Panagiotis Panagiotou

Personal information
- Full name: Panagiotis Panagiotou
- Date of birth: 27 September 1988 (age 37)
- Place of birth: Nicosia, Cyprus
- Height: 1.81 m (5 ft 11 in)
- Position: Defender

Team information
- Current team: MEAP Nisou
- Number: 77

Youth career
- APOEL

Senior career*
- Years: Team / Apps / (Gls)
- 2006–2008: APOEL / 5 / (0)
- 2008–2010: →Digenis Morphou (loan) / 42 / (6)
- 2010–2011: Olympiakos Nicosia / 9 / (0)
- 2011–2012: Chalkanoras Idaliou / 21 / (3)
- 2012–2013: PAEEK / 13 / (3)
- 2013–2015: Othellos Athienou / 56 / (7)
- 2015–2017: PAEEK / 48 / (2)
- 2017–2018: Othellos Athienou / 6 / (1)
- 2018–: MEAP Nisou / 26 / (3)

International career
- 2007–2010: Cyprus U21 / 9 / (0)

= Panagiotis Panagiotou (footballer, born 1988) =

Cypriot footballer (born 1988)

Panagiotis Panagiotou (Παναγιώτης Παναγιώτου; born 27 September 1988 in Nicosia, Cyprus) is a Cypriot professional footballer who plays as a full-back for MEAP Nisou in the Cypriot Second Division.
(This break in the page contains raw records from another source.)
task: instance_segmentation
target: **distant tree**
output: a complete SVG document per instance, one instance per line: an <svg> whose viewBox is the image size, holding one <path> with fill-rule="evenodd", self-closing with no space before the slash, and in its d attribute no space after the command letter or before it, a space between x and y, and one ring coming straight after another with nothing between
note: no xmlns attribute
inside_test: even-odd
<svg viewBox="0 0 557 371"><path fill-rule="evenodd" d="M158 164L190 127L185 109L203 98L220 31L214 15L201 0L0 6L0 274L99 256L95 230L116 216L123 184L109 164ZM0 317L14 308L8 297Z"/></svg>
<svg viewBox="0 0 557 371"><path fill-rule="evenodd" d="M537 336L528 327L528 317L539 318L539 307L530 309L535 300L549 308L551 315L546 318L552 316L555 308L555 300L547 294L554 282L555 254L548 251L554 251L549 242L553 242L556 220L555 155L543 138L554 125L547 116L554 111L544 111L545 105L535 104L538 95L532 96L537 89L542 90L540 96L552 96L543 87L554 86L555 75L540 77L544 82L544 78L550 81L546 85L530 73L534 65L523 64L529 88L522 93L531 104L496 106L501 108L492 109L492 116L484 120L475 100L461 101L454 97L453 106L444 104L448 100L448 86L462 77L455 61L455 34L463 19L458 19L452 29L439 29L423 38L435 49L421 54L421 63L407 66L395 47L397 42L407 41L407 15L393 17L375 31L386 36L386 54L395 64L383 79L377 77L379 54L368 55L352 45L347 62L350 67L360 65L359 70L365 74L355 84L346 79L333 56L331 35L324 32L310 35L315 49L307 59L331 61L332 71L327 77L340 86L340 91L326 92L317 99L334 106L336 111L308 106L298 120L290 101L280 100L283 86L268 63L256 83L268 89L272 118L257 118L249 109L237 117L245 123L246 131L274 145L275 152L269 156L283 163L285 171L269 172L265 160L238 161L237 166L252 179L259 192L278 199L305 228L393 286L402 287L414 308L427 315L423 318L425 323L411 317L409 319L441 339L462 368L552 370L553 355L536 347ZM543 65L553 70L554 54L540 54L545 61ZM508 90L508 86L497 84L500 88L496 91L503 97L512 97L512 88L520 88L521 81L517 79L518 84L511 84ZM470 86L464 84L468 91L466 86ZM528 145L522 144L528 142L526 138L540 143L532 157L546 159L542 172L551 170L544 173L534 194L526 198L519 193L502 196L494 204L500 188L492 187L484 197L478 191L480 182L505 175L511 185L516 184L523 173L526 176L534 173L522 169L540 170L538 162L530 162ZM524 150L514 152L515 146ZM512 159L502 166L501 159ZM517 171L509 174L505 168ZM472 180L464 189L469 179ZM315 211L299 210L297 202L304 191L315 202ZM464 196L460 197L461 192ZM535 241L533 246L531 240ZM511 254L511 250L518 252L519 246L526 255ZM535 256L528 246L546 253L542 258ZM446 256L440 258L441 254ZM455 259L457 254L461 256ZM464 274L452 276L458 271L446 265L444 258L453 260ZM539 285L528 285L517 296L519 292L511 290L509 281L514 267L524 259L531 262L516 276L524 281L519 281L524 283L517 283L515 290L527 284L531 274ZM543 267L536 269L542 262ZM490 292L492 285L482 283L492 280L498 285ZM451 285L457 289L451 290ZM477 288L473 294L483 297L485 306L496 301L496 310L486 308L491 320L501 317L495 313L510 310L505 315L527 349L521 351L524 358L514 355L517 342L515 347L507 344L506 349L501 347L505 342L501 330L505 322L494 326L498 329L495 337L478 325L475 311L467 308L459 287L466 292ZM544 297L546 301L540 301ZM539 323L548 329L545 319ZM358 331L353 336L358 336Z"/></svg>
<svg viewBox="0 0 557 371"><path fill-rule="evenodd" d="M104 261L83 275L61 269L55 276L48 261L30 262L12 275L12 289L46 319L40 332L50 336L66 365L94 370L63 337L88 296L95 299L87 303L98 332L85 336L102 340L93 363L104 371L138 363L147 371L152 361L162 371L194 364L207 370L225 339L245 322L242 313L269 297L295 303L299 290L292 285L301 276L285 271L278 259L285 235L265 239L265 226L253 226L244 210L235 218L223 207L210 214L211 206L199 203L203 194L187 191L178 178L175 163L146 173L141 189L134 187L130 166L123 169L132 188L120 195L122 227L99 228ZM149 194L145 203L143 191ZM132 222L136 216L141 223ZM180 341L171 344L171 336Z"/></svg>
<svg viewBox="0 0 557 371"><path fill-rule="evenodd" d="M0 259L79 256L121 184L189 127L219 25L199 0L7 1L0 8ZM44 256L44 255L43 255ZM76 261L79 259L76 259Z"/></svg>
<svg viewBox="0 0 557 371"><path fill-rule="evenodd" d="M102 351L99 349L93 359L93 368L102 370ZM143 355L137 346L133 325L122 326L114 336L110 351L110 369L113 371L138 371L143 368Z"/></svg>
Previously he played for Digenis Morphou on loan from APOEL. He has been elected through the Academies of APOEL. He played in Cyprus national under-21 football team. He had been the top scorer of U-21 championship of Cyprus with APOEL in season 2006–2007. Still one talented young man that is considered a future hope.